Особенно достается А. Воронскому, с которым Маяковский действительно часто и во многом обоснованно спорил. Полная правота поэта и столь же полная неправота критика в таких спорах доказывается исследователем не только в тех случаях, когда взгляды их расходились, – будь то теория «социального заказа» или отношение к «старому реализму», – но и тогда, когда они в чем-то совпадали: «Вслед за Воронским все перевальские критики дружно заговорили о необходимости соединить реализм с романтизмом… Это вынужденное (?) признание важной роли романтических элементов в советском искусстве было убедительной победой точки зрения Маяковского». Вывод тем более неожиданный, что А. Воронский высказал эту мысль еще в 1923 году, горячо поддержав творчество Н. Тихонова, одного из первых советских поэтов-романтиков. А. Воронскому же ставятся в вину те факты из биографии Маяковского-эстетика, которые исследователь не может вполне одобрить: отношение к работам литературоведов формальной школы, долгое неприятие реалистической психологизации в литературе, – такие факты объясняются в книге «отталкиванием» от взглядов Воровского. Словом, А. Воронский кругом виноват. Прав он бывает только «невольно». «…Воронский требовал укрупнения героя, создания Героя с большой буквы, выдвижения больших тем. В этом требовании Воронский невольно (!) оказывался близок к передовым тенденциям времени».
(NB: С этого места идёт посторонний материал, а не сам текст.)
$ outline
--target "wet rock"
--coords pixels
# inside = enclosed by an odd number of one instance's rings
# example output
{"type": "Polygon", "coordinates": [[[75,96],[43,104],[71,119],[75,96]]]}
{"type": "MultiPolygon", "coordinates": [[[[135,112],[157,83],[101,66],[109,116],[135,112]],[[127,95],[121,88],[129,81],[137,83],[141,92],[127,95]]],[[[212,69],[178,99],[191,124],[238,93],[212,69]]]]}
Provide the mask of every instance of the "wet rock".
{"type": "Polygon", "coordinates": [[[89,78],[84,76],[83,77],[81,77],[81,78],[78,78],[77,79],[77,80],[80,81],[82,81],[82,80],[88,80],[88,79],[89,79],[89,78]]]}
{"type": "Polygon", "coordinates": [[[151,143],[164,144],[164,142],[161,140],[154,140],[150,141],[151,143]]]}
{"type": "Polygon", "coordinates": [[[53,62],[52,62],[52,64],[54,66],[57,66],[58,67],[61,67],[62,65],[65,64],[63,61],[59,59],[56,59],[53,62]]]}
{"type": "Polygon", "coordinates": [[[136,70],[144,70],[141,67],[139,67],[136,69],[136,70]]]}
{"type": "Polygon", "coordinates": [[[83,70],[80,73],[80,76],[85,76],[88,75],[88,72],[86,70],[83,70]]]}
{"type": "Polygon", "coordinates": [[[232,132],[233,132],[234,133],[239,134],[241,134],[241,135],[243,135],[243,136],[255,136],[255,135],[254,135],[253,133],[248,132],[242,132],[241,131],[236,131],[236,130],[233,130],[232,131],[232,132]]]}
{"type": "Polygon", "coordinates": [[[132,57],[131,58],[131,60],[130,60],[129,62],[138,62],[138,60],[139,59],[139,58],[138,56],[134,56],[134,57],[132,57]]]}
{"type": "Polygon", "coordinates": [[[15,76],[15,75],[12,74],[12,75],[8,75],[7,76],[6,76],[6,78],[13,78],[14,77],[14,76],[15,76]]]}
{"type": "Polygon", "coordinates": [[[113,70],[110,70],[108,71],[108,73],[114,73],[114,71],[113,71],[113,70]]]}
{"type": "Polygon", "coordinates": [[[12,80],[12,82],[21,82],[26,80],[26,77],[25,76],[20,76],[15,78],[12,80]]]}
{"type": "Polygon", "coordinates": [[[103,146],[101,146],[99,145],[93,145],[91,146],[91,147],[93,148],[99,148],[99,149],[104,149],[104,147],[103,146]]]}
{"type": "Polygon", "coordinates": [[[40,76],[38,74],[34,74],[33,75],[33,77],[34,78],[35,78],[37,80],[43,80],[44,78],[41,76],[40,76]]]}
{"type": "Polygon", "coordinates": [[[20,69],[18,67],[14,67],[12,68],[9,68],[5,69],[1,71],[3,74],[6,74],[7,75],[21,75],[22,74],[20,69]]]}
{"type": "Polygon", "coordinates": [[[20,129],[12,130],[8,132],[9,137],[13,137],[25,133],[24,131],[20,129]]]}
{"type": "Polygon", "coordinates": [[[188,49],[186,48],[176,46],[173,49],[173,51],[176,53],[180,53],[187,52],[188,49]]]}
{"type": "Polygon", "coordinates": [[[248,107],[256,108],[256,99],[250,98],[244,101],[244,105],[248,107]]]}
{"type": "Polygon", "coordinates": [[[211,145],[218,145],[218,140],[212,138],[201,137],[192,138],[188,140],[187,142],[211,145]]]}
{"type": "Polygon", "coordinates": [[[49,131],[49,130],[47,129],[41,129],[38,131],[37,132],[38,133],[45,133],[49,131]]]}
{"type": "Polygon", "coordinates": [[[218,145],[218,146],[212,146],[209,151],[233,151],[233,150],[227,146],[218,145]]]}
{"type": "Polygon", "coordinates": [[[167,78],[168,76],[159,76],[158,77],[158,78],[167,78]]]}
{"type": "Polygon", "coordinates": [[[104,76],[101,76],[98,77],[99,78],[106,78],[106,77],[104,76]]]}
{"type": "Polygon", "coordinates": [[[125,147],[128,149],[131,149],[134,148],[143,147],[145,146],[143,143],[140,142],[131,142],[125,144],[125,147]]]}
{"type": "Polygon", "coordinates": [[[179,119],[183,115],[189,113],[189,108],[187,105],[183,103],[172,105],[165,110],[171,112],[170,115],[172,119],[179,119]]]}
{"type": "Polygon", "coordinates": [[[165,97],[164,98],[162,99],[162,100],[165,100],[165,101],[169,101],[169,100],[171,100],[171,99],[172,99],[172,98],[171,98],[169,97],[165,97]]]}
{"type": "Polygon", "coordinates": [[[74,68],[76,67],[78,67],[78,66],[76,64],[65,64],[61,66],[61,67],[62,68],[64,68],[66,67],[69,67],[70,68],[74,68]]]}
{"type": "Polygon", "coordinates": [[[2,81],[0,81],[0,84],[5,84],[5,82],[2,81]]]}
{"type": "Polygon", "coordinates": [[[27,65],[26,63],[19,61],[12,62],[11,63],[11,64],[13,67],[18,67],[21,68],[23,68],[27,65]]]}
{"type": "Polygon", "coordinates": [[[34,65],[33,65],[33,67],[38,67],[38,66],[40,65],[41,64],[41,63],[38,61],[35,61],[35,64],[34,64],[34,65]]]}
Представляя собой заостренное выражение разных сторон творческого опыта молодой советской литературы, эстетические взгляды Маяковского и Вороненого были, конечно, во многом различны. Однако это различие отнюдь не означает, что литературная позиция Вороненого не заключала в себе ничего ценного.

Следует заметить, что к другой группе оппонентов поэта – напостовцам, рапповцам – исследователь гораздо снисходительнее. Единственным же равноправным партнером Маяковского в области эстетики из числа его современников он признает Горького. Это сказывается даже в настойчивом употреблении замкнутой формулы «Маяковский и Горький», «Горький и Маяковский»: «Борьба Маяковского и Горького против умаления роли сознания в искусстве была по существу одним из этапов борьбы за формирование метода социалистического реализма». Можно подумать, что «формирование метода социалистического реализма» было делом лишь двух названных великих художников! В таком определении роли Маяковского в литературной борьбе 20-х годов, в такой оценке его оппонентов и единомышленников, очевидно, сказалась, наряду с горячей любовью к поэту, известная инерция тех старых представлений, от которых сейчас постепенно освобождается наше литературоведение.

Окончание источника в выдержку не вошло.